If you don't like the pace of the state's economic recovery so far, get ready for more of the same for at least the next two years.
Michael Walden, an economic forecaster at N.C. State University, said the economy will continue its painful slog as long as households remain frugal and in a saving mode.
"We're not seeing a fast bounce-back," Walden said. "There's no one out there who's seeing 6 percent or 5 percent unemployment anytime soon."
Walden issued his twice-yearly economic forecast today. He said his projections match the lackluster economic forecasts of government economists at the Federal Reserve and private economists at Wells Fargo.
For example, Walden projects the statewide jobless rate to be 9.4 percent at the end of next year, which is virtually unchanged form the most recent monthly rate of 9.6 percent as measured in October. At the end of two years, Walden predicts unemployment will have dipped to 8.9 percent.
Another major drag on the economy is declining housing prices, which are expected to continue slumping through next year. When real-estate values are in the dumps, people own less wealth and as a result they are less are likely to resume pre-recession shopping habits. Most economists believe that robust consumer spending is essential for an economic recovery.
Housing values nationwide are down about 30 percent since the recession. The consumer spending sprees and related credit-card debt accumulated over the past two decades was driven by public confidence bouyed by rising stock values and rising real-estate values.
Consumer confidence has plummeted as American households lost an astounding $16 trillion at the nadir of the recession.

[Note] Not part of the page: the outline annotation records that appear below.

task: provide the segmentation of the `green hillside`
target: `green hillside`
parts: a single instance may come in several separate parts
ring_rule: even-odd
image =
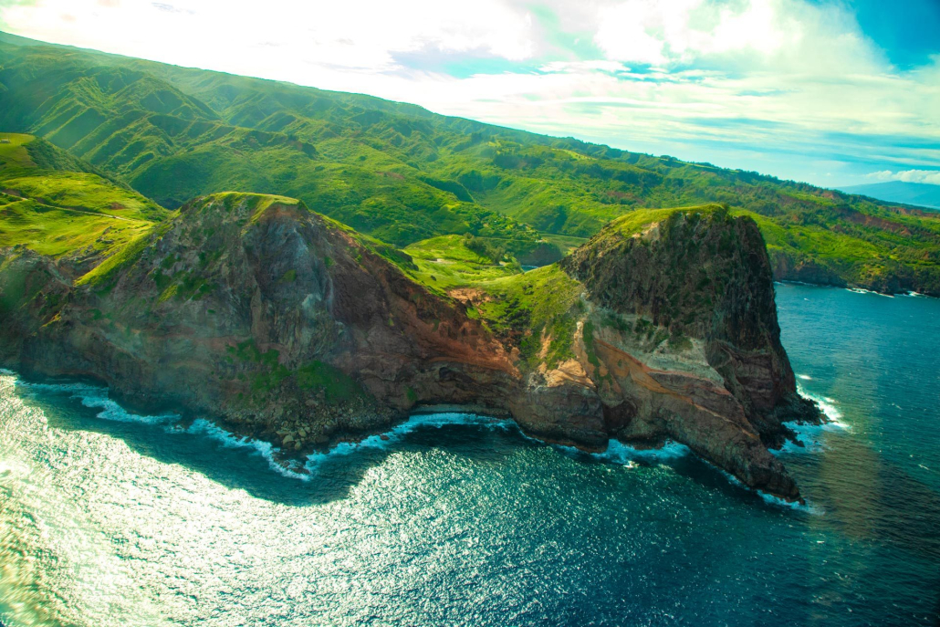
[[[635,209],[716,202],[755,215],[778,278],[940,294],[940,217],[905,206],[368,96],[24,42],[0,35],[0,128],[39,134],[171,209],[227,190],[280,194],[397,246],[470,233],[541,265]]]
[[[42,139],[0,139],[0,246],[95,259],[169,215]]]

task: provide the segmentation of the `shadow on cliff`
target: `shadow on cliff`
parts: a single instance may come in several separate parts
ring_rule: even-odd
[[[99,417],[102,409],[86,407],[69,392],[20,395],[24,404],[40,410],[50,428],[90,431],[121,440],[135,453],[162,463],[203,475],[230,490],[294,507],[321,505],[345,498],[369,469],[402,450],[446,450],[476,462],[498,463],[520,446],[537,446],[514,427],[486,429],[447,424],[446,429],[420,427],[381,447],[361,447],[342,454],[319,456],[309,475],[274,467],[258,443],[238,444],[233,436],[186,430],[187,422],[149,422]]]

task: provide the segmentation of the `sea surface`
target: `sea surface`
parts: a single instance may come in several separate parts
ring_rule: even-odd
[[[0,622],[936,625],[940,301],[777,286],[833,422],[765,500],[678,445],[415,416],[309,475],[207,422],[0,373]]]

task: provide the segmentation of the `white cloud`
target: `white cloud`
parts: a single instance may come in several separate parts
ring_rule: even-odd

Over the next two years, Walden predicts the state will gain a paltry 125,000 jobs. That's nowhere near the amount needed to offset the loss of 300,000 jobs wiped out during the recession.
North Carolina has gained just 9,400 nonfarm jobs this year through October, according to the N.C. Employment Security Commission.
The recession was declared over in June 2009, but it didn't end in this state until the first quarter of 2010.